Un film bourré de dialogues passionnants, avec notamment cette sublime manière qu'aura le couple de se partager les phrases. Un couple en fuite (de la justice) comme en quête de liberté. La menue Marianne heureuse - au point de nous la jouer comédie musicale un instant - se mettra d'ailleurs en tête d'appeler Ferdinand "Mon Pierrot", malgré les protestations de cet homme quittant sa femme pour elle. Mais la symbolique Marianne (ce prénom n'est très certainement pas dû au hasard) est têtue : Ferdinand est mort, Pierrot est sien, il est sa lune... Et au diable le travail ! Servons-nous, jetons tout et cramons-tout. Anarchie ! Et allons-y Alonzo, direction le sud et l'Italie.

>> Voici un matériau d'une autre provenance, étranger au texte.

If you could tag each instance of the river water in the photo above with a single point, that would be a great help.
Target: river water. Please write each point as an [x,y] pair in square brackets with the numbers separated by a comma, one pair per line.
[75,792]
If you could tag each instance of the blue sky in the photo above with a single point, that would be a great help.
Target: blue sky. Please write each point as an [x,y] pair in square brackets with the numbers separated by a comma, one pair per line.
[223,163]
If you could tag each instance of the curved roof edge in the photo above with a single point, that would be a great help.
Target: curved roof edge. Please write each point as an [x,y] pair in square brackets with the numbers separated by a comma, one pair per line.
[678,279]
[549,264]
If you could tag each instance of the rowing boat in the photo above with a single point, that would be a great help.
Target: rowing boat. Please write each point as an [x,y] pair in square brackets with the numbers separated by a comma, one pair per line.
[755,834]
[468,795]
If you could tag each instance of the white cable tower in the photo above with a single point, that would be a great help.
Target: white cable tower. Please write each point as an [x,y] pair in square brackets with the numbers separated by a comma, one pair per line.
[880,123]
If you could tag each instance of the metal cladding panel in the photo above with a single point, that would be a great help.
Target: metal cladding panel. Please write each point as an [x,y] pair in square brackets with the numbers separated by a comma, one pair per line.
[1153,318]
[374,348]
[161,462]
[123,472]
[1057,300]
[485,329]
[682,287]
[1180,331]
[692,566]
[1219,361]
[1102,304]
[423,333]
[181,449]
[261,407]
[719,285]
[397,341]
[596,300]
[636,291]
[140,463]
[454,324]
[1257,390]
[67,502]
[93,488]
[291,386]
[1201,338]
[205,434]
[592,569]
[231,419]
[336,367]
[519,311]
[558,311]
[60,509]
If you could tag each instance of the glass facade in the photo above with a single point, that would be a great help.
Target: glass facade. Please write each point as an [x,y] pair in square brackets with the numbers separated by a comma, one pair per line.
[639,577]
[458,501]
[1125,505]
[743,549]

Le spectateur se retrouve un instant pris à partie, sur la banquette arrière, façon road-movie. La mer pour piscine, le sable pour couverture, un perroquet et un fennec pour compagnons, Marianne et Pierrot semblent vivre la belle vie. Pierrot écrit, Jean-Luc nous ravi de ses nombreuses idées de mise en scène, mais Marianne commence un peu à s'ennuyer. Marianne veut vivre, Pierrot veut être libre. Deux visions s'opposent : la sensitive et l'intellectuelle. L'action et le concept.


Malheureusement, la suite du film, en dehors de son superbe final, du petit aparté très amusant avec Raymond Devos, et d'autres très bonnes idées (les trous peints du fromage c'est du pur génie), me paraît un peu plus poussive. Comme si l'autodestruction tragiquement soulignée par Marianne - au sujet des recherches policières - finissait par rejaillir sur ce scénario somme toute opaque, pour ne pas dire foutraque... Mais pourquoi faire simple lorsqu'on peut faire compliquer ?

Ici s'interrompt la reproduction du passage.